其中,生成器G_AB 和 G_BA是同一个全卷积网络结构,框架细节如下。
是一个先下采样,再接残差块,再上采样的全卷积网络。
2.1 下采样
下采样模块是由conv2d+InstanceNorm2d+Relu组成,其中conv2d使其scale/2,channels/2.
// Down sampling : 通过conv2d进行两次下采样,同时double channels
class DownSampleImpl : public torch::nn::Module {
public:
DownSampleImpl(int in_channels, int out_channels);
torch::Tensor forward(torch::Tensor x);
private:
torch::nn::Conv2d conv1{ nullptr };
torch::nn::InstanceNorm2d bn1{ nullptr };
torch::nn::ReLU relu1{ nullptr };
};
TORCH_MODULE(DownSample);
DownSampleImpl::DownSampleImpl(int in_channels, int out_channels) {
conv1 = torch::nn::Conv2d(torch::nn::Conv2dOptions(in_channels, out_channels, 3).stride(2).padding(1));
bn1 = torch::nn::InstanceNorm2d(out_channels);
relu1 = torch::nn::ReLU(true);
register_module("generator downsample pad1", conv1);
register_module("generator downsample bn1", bn1);
register_module("generator downsample relu1", relu1);
}
torch::Tensor DownSampleImpl::forward(torch::Tensor x) {
x = conv1(x);
x = bn1(x);
x = relu1(x);
return x;
}
2.2 残差块
每个残差块由 conv2d+InstanceNorm2d+Relu,再接conv2d+InstanceNorm2d组成。

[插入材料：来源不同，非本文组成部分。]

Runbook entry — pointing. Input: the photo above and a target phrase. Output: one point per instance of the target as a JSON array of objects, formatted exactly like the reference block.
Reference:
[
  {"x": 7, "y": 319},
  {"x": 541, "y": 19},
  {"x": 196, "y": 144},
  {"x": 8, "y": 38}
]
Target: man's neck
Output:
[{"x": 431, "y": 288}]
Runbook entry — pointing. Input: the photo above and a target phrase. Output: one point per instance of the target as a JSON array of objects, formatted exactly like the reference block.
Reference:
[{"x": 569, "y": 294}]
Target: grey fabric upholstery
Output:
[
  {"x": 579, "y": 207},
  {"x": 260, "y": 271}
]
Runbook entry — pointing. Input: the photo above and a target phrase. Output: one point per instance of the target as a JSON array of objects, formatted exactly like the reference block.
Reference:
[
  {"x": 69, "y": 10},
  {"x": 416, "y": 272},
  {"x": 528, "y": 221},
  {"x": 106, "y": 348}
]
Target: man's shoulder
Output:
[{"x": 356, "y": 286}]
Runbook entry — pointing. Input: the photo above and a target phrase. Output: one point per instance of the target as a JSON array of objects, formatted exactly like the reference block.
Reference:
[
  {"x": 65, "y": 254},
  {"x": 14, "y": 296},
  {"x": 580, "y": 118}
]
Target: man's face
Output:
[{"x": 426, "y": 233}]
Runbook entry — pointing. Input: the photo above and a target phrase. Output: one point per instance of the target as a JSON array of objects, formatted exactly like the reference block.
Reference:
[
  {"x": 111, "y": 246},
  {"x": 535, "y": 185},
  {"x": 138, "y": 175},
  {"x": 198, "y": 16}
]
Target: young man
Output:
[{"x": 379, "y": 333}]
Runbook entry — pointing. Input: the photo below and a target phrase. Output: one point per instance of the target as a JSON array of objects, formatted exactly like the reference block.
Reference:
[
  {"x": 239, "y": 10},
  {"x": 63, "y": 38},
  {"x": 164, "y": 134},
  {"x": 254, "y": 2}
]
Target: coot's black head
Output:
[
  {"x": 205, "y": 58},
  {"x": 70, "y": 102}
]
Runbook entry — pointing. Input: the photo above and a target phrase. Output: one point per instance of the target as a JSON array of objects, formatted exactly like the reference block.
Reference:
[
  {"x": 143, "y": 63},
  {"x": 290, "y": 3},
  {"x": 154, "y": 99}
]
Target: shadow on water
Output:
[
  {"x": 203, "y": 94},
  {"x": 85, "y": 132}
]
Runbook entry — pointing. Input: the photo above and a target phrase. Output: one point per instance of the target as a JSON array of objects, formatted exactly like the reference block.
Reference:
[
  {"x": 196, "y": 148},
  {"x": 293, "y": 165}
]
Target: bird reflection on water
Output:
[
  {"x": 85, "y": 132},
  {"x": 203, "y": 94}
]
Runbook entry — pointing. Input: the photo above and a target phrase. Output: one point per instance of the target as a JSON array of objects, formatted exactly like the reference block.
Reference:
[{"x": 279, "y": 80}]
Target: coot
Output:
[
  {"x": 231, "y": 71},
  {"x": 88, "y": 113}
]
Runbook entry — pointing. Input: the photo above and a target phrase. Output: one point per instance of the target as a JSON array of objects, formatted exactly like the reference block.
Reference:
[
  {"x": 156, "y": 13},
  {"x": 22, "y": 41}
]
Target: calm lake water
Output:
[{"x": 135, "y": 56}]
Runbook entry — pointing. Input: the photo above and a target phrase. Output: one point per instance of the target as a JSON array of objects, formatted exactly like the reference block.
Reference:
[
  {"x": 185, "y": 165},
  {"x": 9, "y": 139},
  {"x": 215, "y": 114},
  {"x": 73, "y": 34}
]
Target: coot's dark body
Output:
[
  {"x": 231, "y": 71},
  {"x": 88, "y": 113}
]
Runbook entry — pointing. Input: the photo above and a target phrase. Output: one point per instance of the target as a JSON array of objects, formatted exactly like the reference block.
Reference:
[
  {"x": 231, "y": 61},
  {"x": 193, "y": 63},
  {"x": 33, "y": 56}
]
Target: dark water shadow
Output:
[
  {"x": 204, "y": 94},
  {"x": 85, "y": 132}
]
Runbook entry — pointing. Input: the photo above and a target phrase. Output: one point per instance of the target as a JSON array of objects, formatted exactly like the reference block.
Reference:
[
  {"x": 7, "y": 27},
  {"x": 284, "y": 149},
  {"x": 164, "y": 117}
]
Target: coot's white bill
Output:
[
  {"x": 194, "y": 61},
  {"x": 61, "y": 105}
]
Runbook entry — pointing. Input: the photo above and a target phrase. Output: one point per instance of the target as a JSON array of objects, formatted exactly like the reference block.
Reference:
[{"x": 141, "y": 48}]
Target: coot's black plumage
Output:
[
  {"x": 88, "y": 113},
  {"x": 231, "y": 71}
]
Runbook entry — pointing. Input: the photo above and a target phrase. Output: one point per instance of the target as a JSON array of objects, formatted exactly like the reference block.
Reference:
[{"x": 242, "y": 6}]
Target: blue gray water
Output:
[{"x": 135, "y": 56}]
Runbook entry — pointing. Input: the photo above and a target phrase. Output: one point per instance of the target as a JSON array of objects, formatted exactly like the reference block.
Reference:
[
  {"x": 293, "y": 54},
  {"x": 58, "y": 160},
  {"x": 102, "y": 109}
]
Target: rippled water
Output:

输入到残差块的特征图shape: (b,3,256,256);
输出特征图的shape: (b,3,256,256). 即不改变维度。
// two conv2d+bn+relu. keep feature scale.
class ResidualBlockImpl : public torch::nn::Module {
public:
ResidualBlockImpl(int in_channels);
torch::Tensor forward(torch::Tensor x);
private:
torch::nn::ReflectionPad2d pad1{ nullptr };
torch::nn::Conv2d conv1{ nullptr };
torch::nn::InstanceNorm2d bn1{ nullptr };
torch::nn::ReLU relu1{ nullptr };
torch::nn::ReflectionPad2d pad2{ nullptr };
torch::nn::Conv2d conv2{ nullptr };
torch::nn::InstanceNorm2d bn2{ nullptr };
};
TORCH_MODULE(ResidualBlock);
ResidualBlockImpl::ResidualBlockImpl(int in_channels) {
pad1 = torch::nn::ReflectionPad2d(1);
conv1 = torch::nn::Conv2d(torch::nn::Conv2dOptions(in_channels, in_channels, 3));
bn1 = torch::nn::InstanceNorm2d(in_channels);
relu1 = torch::nn::ReLU(true);
pad2 = torch::nn::ReflectionPad2d(1);
conv2 = torch::nn::Conv2d(torch::nn::Conv2dOptions(in_channels, in_channels, 3));
bn2 = torch::nn::InstanceNorm2d(in_channels);
register_module("block pad1", pad1);
register_module("block conv1", conv1);
register_module("block bn1", bn1);
register_module("block pad2", pad2);
register_module("block conv2", conv2);
register_module("block bn2", bn2);
}
torch::Tensor ResidualBlockImpl::forward(torch::Tensor x) {
x = pad1(x);
x = conv1(x);
x = bn1(x);
x = relu1(x);
x = pad2(x);
x = conv2(x);
x = bn2(x);
return x;
}
2.3 上采样模块
上采样模块由UpSample+Conv2d+InstanceNorm2d+ReLU组成。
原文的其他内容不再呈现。